Then maybe optionally “follow” other people’s favorites as part of your own results. Imagine someone crawling Twitter or SoF and you just “follow” their index and it gets merged with your results and disable/enable them for specific searches.

I’ve been thinking about it a lot lately because I often am trying to remember something that helped me or I wanted to remember. But I can’t find it in my FF history. And Bookmarks feel too clunky.


In the end there is no perfect solution because the whole thing is gamed too much. Eventually spam sites will start paying popular users to like their spam page.


This attitude is too defeatist, and I'm not convinced. The OP's suggestion was that people would choose which other "favorite lists" or "indexes" they follow, this implies these are public. Who's going to follow someone who puts a StackOverflow clone filled with ads on their list? And if they do, and it shows in my results, I should be able to discover that someone I'm "following" has been compromised, and I'll unfollow them.

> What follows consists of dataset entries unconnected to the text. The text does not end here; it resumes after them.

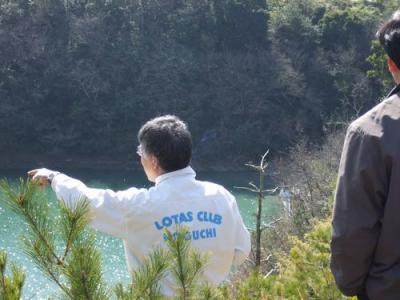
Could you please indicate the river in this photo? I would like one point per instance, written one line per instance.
(114, 266)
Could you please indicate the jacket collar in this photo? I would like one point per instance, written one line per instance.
(188, 171)
(395, 90)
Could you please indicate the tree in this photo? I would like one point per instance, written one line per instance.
(76, 268)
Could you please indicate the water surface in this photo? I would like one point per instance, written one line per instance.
(114, 266)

This would have been said a million times for social media and yet most large personalities are filled with paid sponsorships and no one really cares.

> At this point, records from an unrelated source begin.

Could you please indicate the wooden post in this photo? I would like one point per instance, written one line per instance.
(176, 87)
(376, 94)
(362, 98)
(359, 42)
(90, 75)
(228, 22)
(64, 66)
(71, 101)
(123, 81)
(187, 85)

Are large personalities not “unique”, and followed for the uniqueness of their character?

Where as the “moderator of a filter” is followed on the basis of their output, the filter itself.

I don’t disagree with your statement, but I don’t find it a compelling counterargument to the suggested solution.


try bookmark service like pinboard.in they have a search engine when you can search by keyword ...


Google tried that with their plus button, but it went away along with Google Plus.


I really don't like these websites and I smash that back button as soon as I realize I've landed on one.

That said I'm amazed they are still showing up at the top of google search. My understanding was that that kind of behavior (which I think at least some other people do too) combined with the fact that they are just copying another much higher page ranked website would mean that they are highly unlikely to rank above the relevant stack overflow article that they are duping. So what is happening here?


Reminds me of going to Google Images, and getting sent to Pinterest... which is not where the image is sourced out of.


Pinterest is one of those sites that really makes me want to strangle someone. It’s just an abhorrent walled garden of other people’s property.


If I were on Pinterest looking up things, fine. But I'm on Google, not trying to find a mirror of what I want, I want what I want.

Edit: I have a friend who works there, but not as an engineer haha I'm pretty sure I've told him my woes with pinterest. My wife loves pinterest though. It allows her to come up with amazing design ideas and art ideas.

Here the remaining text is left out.